Martedì 22 gennaio 2019

Al servizio di Dio senza pastoie.

Quando più l'autenticità della fede e della pratica religiosa è in calo, tanto più aumentano le norme e si aggrovigliano le leggi. È quanto accadeva ai tempi di Gesù e la conseguenza più drammatica era il formalismo esteriore portato all'esasperazione. I farisei erano i portabandiera di tale deviazione, per cui avevano sempre gli occhi puntati sul Cristo e sui suoi discepoli, per coglierli in fallo e poi accusarli e ordire le loro trame contro di essi. Anche il cogliere qualche spiga matura nei campi da parte dei discepoli, costituiva per loro un appiglio e motivo di una critica. Gesù, che è venuto a riportare la libertà ai figli di Dio, fa del tutto per divincolare dalle pastoie della legge i suoi discepoli, per guidarli versò l'autenticità delle fede e della pratica religiosa. Dirà esplicitamente: “La verità vi farà liberi”. Ai farisei, che si appellano all'antica legge, fa vedere la stridente contraddizione in cui incappano, ricordando loro: «Non avete mai letto che cosa fece Davide quando si trovò nel bisogno ed ebbe fame, lui e i suoi compagni? Come entrò nella casa di Dio, sotto il sommo sacerdote Abiatàr, e mangiò i pani dell'offerta, che soltanto ai sacerdoti è lecito mangiare, e ne diede anche ai suoi compagni?». E conclude: «Il sabato è stato fatto per l'uomo e non l'uomo per il sabato! Perciò il Figlio dell'uomo è Signore anche del sabato». Il Signore del sabato, Cristo Gesù, viene quindi a ristabilire l'ordine e le priorità. Viene a proclamare la libertà ai prigionieri, agli stessi farisei, che presi nella morsa del loro falso zelo, si erano imprigionati nello sterile legalismo fino a restarne intrappolati. È un pericolo in cui possiamo incorrere anche oggi perché i legalisti non mancano neanche ai nostri giorni.
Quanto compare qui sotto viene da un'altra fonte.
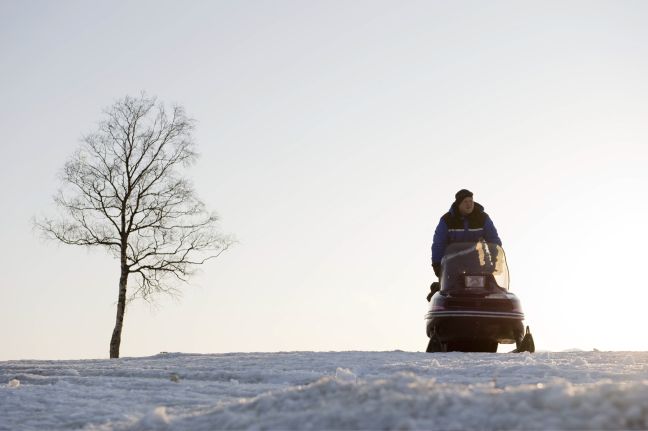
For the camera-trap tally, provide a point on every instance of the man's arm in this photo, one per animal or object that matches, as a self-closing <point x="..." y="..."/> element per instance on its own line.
<point x="490" y="232"/>
<point x="439" y="242"/>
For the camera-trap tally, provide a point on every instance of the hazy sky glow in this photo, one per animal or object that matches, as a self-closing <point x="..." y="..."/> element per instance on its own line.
<point x="332" y="137"/>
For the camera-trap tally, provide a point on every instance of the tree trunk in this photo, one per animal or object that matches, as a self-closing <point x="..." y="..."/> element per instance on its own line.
<point x="115" y="341"/>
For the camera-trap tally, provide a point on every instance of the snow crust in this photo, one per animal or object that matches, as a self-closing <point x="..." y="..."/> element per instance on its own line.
<point x="335" y="390"/>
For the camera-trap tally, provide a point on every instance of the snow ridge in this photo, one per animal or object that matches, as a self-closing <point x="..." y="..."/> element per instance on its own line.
<point x="334" y="390"/>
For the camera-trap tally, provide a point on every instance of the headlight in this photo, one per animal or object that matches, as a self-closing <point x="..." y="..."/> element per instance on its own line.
<point x="475" y="281"/>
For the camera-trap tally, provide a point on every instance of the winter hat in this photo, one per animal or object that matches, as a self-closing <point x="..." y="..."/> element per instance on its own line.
<point x="461" y="195"/>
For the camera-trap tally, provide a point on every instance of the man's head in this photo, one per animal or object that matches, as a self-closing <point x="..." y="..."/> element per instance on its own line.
<point x="464" y="202"/>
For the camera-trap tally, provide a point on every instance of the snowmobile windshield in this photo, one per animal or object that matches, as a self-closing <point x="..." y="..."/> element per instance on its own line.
<point x="474" y="265"/>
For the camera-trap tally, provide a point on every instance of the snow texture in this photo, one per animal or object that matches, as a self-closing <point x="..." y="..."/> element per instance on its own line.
<point x="336" y="390"/>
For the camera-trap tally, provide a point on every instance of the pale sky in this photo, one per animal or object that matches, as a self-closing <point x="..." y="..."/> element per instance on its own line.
<point x="333" y="136"/>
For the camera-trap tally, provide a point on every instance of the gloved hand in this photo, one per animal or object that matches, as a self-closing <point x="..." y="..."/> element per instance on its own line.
<point x="437" y="269"/>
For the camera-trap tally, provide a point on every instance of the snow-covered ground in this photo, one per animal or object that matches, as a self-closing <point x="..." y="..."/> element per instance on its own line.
<point x="336" y="390"/>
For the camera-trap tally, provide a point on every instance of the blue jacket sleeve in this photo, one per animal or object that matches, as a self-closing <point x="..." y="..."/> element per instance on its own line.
<point x="440" y="241"/>
<point x="490" y="232"/>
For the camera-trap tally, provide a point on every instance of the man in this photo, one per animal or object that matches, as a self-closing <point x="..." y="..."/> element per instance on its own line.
<point x="465" y="222"/>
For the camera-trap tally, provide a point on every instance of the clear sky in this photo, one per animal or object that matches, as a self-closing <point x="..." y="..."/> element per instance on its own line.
<point x="333" y="135"/>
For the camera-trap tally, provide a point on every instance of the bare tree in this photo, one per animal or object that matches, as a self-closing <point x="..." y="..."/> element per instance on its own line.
<point x="123" y="190"/>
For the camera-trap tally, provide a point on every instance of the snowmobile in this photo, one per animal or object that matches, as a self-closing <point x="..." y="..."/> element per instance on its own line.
<point x="471" y="308"/>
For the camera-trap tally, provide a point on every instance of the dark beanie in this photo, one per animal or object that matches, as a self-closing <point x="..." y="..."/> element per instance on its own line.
<point x="461" y="195"/>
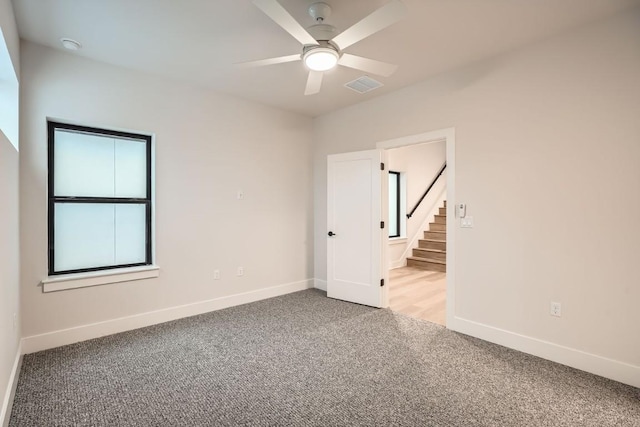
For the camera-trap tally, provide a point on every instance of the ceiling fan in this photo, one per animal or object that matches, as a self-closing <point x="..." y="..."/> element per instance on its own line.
<point x="322" y="50"/>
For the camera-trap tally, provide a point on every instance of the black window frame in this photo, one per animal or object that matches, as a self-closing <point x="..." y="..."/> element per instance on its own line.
<point x="53" y="200"/>
<point x="397" y="231"/>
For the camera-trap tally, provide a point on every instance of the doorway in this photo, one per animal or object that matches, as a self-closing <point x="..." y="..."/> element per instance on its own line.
<point x="416" y="291"/>
<point x="357" y="238"/>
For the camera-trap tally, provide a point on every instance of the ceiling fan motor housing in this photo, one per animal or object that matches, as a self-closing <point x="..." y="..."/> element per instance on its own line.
<point x="319" y="11"/>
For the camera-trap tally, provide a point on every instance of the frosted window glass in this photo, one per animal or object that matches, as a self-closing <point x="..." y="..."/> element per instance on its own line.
<point x="393" y="204"/>
<point x="85" y="235"/>
<point x="130" y="234"/>
<point x="83" y="164"/>
<point x="130" y="168"/>
<point x="91" y="235"/>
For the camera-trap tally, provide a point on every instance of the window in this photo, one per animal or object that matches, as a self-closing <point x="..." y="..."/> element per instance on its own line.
<point x="394" y="204"/>
<point x="99" y="207"/>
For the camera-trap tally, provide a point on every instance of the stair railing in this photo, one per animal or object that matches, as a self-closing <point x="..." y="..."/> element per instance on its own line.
<point x="410" y="214"/>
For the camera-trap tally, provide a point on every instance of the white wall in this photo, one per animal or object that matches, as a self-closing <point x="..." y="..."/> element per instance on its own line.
<point x="547" y="159"/>
<point x="9" y="237"/>
<point x="419" y="163"/>
<point x="208" y="146"/>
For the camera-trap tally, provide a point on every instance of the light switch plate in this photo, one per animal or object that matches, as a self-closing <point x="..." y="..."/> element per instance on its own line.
<point x="466" y="222"/>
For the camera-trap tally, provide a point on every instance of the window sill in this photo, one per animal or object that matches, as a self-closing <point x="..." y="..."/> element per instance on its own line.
<point x="96" y="278"/>
<point x="397" y="240"/>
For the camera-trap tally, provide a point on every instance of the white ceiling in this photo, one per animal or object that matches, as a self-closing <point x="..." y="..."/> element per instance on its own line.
<point x="199" y="40"/>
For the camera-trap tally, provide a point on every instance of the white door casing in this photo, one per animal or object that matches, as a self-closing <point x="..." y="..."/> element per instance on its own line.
<point x="356" y="187"/>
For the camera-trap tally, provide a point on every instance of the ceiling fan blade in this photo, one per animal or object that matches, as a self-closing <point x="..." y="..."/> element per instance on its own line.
<point x="313" y="83"/>
<point x="279" y="14"/>
<point x="387" y="15"/>
<point x="269" y="61"/>
<point x="369" y="65"/>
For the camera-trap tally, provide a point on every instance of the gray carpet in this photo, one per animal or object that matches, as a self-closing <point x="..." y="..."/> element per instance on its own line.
<point x="305" y="360"/>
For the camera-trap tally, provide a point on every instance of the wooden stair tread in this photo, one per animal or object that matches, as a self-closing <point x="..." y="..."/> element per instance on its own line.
<point x="440" y="251"/>
<point x="433" y="261"/>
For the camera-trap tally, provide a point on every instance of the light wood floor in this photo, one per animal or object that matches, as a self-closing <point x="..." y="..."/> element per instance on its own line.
<point x="418" y="293"/>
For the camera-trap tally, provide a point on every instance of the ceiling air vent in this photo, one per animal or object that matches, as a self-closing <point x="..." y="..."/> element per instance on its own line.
<point x="363" y="84"/>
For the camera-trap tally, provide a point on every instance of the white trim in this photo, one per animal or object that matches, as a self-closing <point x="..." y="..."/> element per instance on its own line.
<point x="95" y="278"/>
<point x="320" y="284"/>
<point x="10" y="392"/>
<point x="598" y="365"/>
<point x="448" y="135"/>
<point x="95" y="330"/>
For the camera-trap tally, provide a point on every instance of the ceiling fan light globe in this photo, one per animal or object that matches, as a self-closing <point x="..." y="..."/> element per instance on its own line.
<point x="321" y="59"/>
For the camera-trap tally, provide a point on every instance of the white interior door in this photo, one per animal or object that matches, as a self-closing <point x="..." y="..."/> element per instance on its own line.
<point x="355" y="255"/>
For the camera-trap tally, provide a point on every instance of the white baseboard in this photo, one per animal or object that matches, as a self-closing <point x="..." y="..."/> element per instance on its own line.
<point x="58" y="338"/>
<point x="598" y="365"/>
<point x="7" y="403"/>
<point x="398" y="263"/>
<point x="320" y="284"/>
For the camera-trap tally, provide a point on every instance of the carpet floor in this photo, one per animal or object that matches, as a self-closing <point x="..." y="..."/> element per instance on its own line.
<point x="306" y="360"/>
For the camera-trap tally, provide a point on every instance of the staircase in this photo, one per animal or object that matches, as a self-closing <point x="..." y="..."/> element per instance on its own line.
<point x="431" y="253"/>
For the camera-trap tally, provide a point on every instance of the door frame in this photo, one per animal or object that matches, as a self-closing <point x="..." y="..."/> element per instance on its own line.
<point x="448" y="135"/>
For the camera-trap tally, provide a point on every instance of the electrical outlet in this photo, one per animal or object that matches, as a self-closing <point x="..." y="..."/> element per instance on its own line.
<point x="556" y="309"/>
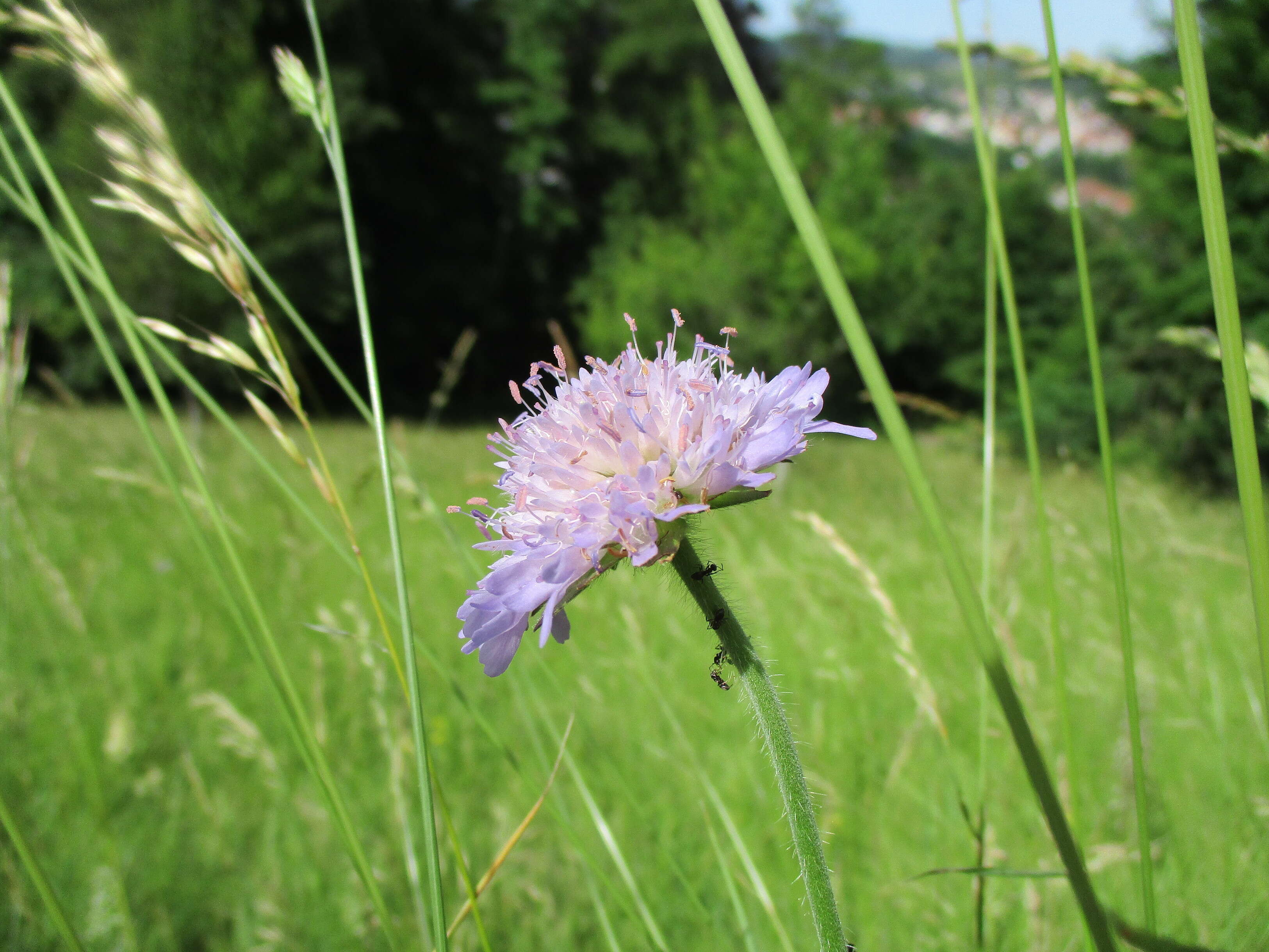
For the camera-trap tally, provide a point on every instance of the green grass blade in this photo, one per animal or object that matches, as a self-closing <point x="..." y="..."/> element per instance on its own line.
<point x="990" y="352"/>
<point x="604" y="922"/>
<point x="747" y="860"/>
<point x="37" y="876"/>
<point x="335" y="150"/>
<point x="292" y="313"/>
<point x="259" y="638"/>
<point x="733" y="894"/>
<point x="905" y="449"/>
<point x="988" y="174"/>
<point x="618" y="856"/>
<point x="1108" y="476"/>
<point x="1225" y="299"/>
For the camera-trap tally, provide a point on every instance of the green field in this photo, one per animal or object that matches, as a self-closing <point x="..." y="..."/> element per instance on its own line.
<point x="144" y="749"/>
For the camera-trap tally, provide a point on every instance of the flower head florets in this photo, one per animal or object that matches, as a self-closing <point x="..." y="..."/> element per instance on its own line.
<point x="599" y="466"/>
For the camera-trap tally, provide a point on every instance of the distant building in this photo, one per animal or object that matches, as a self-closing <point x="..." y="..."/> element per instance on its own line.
<point x="1027" y="121"/>
<point x="1094" y="192"/>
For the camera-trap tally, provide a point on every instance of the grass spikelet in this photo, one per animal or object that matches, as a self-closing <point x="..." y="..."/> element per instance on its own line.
<point x="905" y="652"/>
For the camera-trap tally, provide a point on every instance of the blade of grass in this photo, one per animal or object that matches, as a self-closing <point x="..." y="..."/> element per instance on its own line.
<point x="37" y="876"/>
<point x="606" y="833"/>
<point x="905" y="449"/>
<point x="733" y="894"/>
<point x="604" y="922"/>
<point x="335" y="153"/>
<point x="259" y="639"/>
<point x="514" y="838"/>
<point x="990" y="352"/>
<point x="1108" y="475"/>
<point x="463" y="872"/>
<point x="988" y="174"/>
<point x="1225" y="300"/>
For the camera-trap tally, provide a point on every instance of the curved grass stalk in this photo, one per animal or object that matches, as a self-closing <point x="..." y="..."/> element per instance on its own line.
<point x="905" y="449"/>
<point x="463" y="872"/>
<point x="259" y="639"/>
<point x="1108" y="476"/>
<point x="333" y="143"/>
<point x="778" y="739"/>
<point x="513" y="840"/>
<point x="736" y="906"/>
<point x="37" y="876"/>
<point x="995" y="224"/>
<point x="1225" y="299"/>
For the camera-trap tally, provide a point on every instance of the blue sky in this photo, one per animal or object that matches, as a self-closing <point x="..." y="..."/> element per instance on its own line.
<point x="1096" y="27"/>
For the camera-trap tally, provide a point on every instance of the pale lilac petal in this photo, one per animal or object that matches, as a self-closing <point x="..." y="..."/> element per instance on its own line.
<point x="825" y="427"/>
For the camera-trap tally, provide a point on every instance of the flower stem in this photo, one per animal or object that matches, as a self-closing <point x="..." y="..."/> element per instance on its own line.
<point x="778" y="739"/>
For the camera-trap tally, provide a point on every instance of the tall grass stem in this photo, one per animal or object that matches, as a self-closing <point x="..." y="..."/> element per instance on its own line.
<point x="988" y="174"/>
<point x="335" y="150"/>
<point x="905" y="449"/>
<point x="1108" y="475"/>
<point x="990" y="353"/>
<point x="778" y="738"/>
<point x="1225" y="299"/>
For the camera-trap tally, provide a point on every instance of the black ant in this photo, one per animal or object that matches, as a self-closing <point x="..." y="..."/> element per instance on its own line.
<point x="716" y="668"/>
<point x="707" y="572"/>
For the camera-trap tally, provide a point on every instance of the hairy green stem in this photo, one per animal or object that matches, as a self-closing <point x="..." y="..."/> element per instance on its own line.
<point x="988" y="173"/>
<point x="981" y="635"/>
<point x="335" y="152"/>
<point x="777" y="738"/>
<point x="1229" y="325"/>
<point x="1100" y="404"/>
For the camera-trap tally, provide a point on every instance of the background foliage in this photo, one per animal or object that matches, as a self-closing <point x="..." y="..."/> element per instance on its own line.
<point x="569" y="160"/>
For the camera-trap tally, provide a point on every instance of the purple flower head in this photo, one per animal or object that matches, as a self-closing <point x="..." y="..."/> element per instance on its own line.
<point x="598" y="467"/>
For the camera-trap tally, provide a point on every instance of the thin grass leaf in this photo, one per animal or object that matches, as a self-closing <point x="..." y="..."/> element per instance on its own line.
<point x="988" y="174"/>
<point x="1108" y="476"/>
<point x="896" y="428"/>
<point x="52" y="906"/>
<point x="335" y="152"/>
<point x="1229" y="325"/>
<point x="463" y="872"/>
<point x="990" y="353"/>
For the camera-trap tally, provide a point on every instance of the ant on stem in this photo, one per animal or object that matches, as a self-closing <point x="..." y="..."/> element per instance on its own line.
<point x="716" y="668"/>
<point x="707" y="572"/>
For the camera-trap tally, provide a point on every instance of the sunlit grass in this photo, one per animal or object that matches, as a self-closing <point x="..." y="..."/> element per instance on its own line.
<point x="221" y="851"/>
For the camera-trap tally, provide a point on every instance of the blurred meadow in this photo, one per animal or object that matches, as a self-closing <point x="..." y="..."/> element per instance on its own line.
<point x="122" y="673"/>
<point x="233" y="709"/>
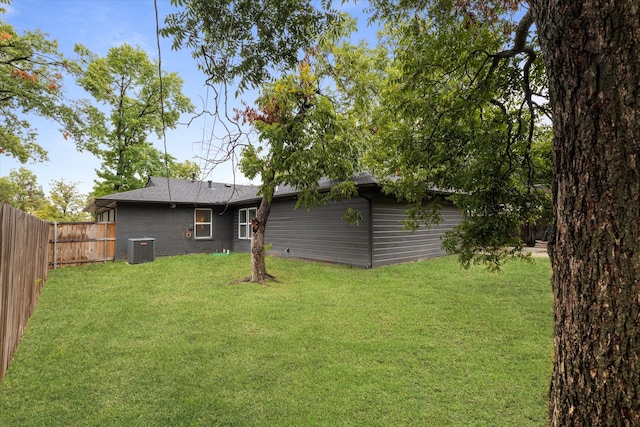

Oggi nel nostro Monastero San Vincenzo M., diacono e martire, Titolare della chiesa e del monastero, soll., formulario proprio.

...per loro io consacro me stesso, perché siano anch'essi consacrati nella verità.

Nel cosiddetta preghiera sacerdotale, Gesù prega il padre per i suoi discepoli e per il mondo intero. È una preghiera stupenda e ricca di spunti. Solo Gesù poteva pregare il Padre in modo così intimo e profondo; è una preghiera che diventa efficace. Gesù consacra se stesso: la sera prima della sua Passione. Gesù, Figlio di Dio e figlio dell'uomo è l'unico che può consacrare, con la sua divinità la sua umanità. Il suo essere uomo non toglie nulla alla sua divinità e Gesù lo ribadisce proprio quando sta per compiere il gesto della donazione totale; è in questo atto supremo che Gesù può consacrarsi; Lui il Figlio di Dio il Santo per eccellenza, intende qui specificare il suo essere divino e la sua donazione che rende possibile questa consacrazione. La Sua gloria sarà manifesta proprio nel momento dove la sua umanità sembra sconfitta nell'atto totale di dono. È dono totale e Gesù lo dice; non ha bisogno di essere consacrato; lo fa «per loro», per i suoi discepoli e per noi tutti. Egli prega il Padre perché i suoi discepoli siano consacrati nella verità. Gesù può consacrare, il Padre può consacrare e al Padre Egli affida i suoi discepoli. La consacrazione è nella verità; Gesù si è proclamato Via, Verità e Vita. La consacrazione nelle verità è la consacrazione nel Suo nome. È un affidamento totale, compiuto in modo totale da Gesù e richiede la stessa nostra consacrazione; cioè la stessa nostra donazione. La preghiera al Padre di è preghiera efficace ma è invito, è partecipazione, è appello definitivo, per i suoi discepoli e per noi. È invito a partecipare al sua Croce nella nostra donazione ed è appello per la nostra vita.

Apoftegmi - Detti dei Padri

"Un fratello chiese ad un anziano: 'Come trovare il Nome del mio Signore Gesù Cristo?'. L'anziano gli disse: 'Se tu non ami prima la fatica, non puoi trovarlo'".


Dalla Regola del nostro Santo Padre Benedetto

QUALE DEVE ESSERE L'ABATE

Sappia l'abate che si è assunto l'incarico di guidare le anime e perciò deve prepararsi a renderne conto; e di quanti fratelli egli sa affidati alle sue cure, sia ben certo che nel giorno del giudizio dovrà appunto rendere conto a Dio di tutte e singole queste anime, compresa naturalmente la sua. E così, nel continuo timore dell'esame che, quale pastore, subirà circa le anime a lui affidate, mentre si dà pensiero per il rendiconto altrui, si fa sollecito per il proprio; e mentre con i suoi ammonimenti bada alla correzione degli altri, egli stesso viene emendandosi dei propri difetti.